Arthur & Claire

Zwei Lebensmüde stromern gemeinsam durch die Nacht von Amsterdam. Aus dieser Grundkonstellation zaubern Miguel Alexandre und sein Co-Autor und Hauptdarsteller Josef Hader einen traurig-schönen Film.

„Arthur & Claire“ gehört zwar nicht zu den großen Filmen des Kinojahres, die man auf keinen Fall verpassen sollte, ist aber durchaus sehenswert. Seine Stärke ist, dass er die Balance wahrt: Hader-typischer schwarzer Humor, Wiener Schmäh und kleine, giftige Bonmots auf der einen Seite. Berührende, stille Momente, wie sie den hier verhandelten Themen Suizid und Sterbehilfe angemessen sind, auf der anderen Seite.

In der ersten Szene erleben wir Hader als grantelnden Fluggast, der es aber als einziger versteht, das nervig-hyperaktive Kind, das vor ihm sitzt, in die Schranken zu weisen. Langsam wird klar, wohin Arthur reist: Ein befreundeter Arzt (Rainer Bock) will ihm, da er an Lungenkrebs leidet und Angst davor hat, qualvoll zu ersticken, mit einer tödlichen Spritze beim Suizid assistieren. Als Arthur nach einem Vorbereitungsgespräch in der Klinik abends allein in seinem Hotelzimmer sitzt und bei einem schönen letzten Essen um die richtigen Worte für einen Abschiedsbrief an seine Familie ringt, stört ihn lauter Metal aus dem Nachbarzimmer.

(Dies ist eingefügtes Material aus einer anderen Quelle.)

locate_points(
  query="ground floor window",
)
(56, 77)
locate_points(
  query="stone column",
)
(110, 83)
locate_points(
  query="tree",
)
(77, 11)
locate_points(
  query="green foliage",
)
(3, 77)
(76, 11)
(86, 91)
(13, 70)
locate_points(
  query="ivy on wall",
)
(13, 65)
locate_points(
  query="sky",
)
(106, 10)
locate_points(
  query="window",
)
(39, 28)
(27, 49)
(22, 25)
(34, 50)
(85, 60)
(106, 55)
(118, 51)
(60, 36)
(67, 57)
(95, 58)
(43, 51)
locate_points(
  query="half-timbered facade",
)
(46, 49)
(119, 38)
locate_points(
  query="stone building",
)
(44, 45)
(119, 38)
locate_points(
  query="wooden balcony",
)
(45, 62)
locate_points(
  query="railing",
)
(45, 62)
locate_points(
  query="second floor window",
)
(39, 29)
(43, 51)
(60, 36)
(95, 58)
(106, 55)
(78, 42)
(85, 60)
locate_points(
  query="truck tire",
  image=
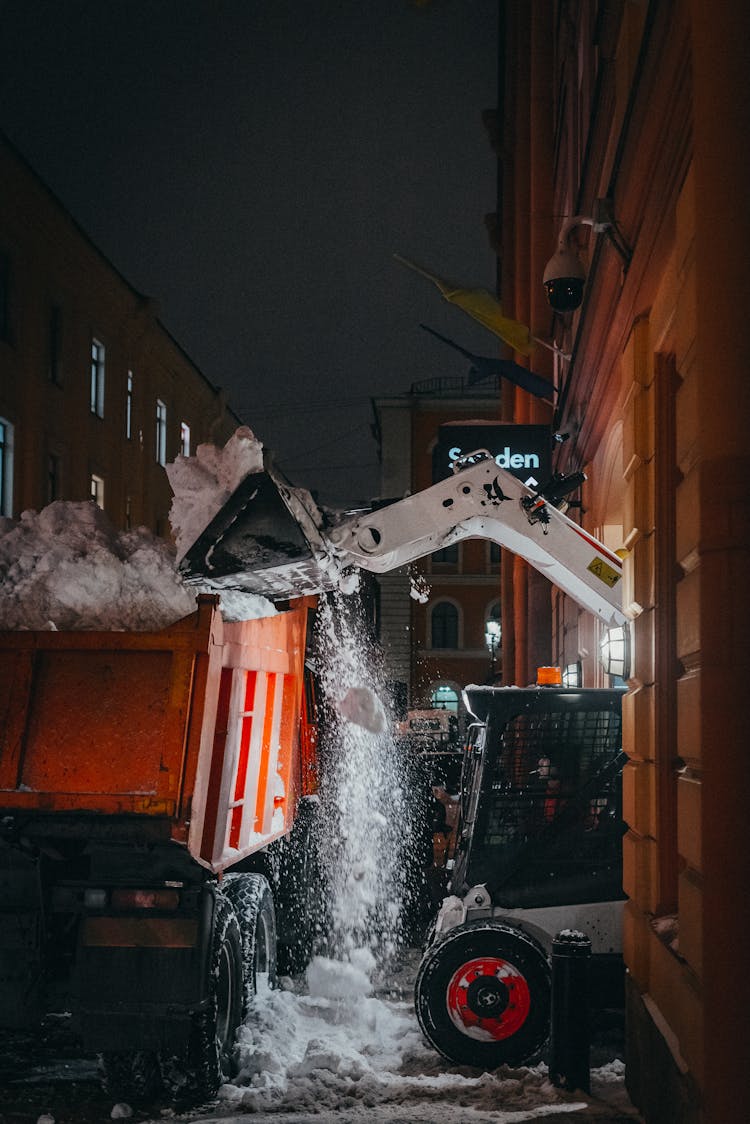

Dort bereitet sich Claire (Hannah Hoekstra) darauf vor, sich mit einer Überdosis Tabletten in der Badewanne das Leben zu nehmen. Sie hat es nicht verkraftet, dass ihre kleine Tochter bei einem Autounfall starb, bei dem sie am Steuer saß.

In den ersten Minuten reagieren die beiden Fremden sichtlich genervt aufeinander. Als sie sich zu öffnen beginnen und sich gegenseitig ihre Geschichten erzählen, entsteht langsam eine Leidensgemeinschaft zweier Verwundeter, die ihres Lebens überdrüssig sind. In der gemeinsam durchgemachten langen Nacht blitzen neuer Mut und Lebensfreude auf, so dass Arthur seine Pläne ändert. Das Ende dieser ZDF/ORF-Co-Produktion nimmt etwas zu viel Rücksicht auf die Konventionen und Sehgewohnheiten des TV-Publikums, was den Gesamteindruck deutlich trübt.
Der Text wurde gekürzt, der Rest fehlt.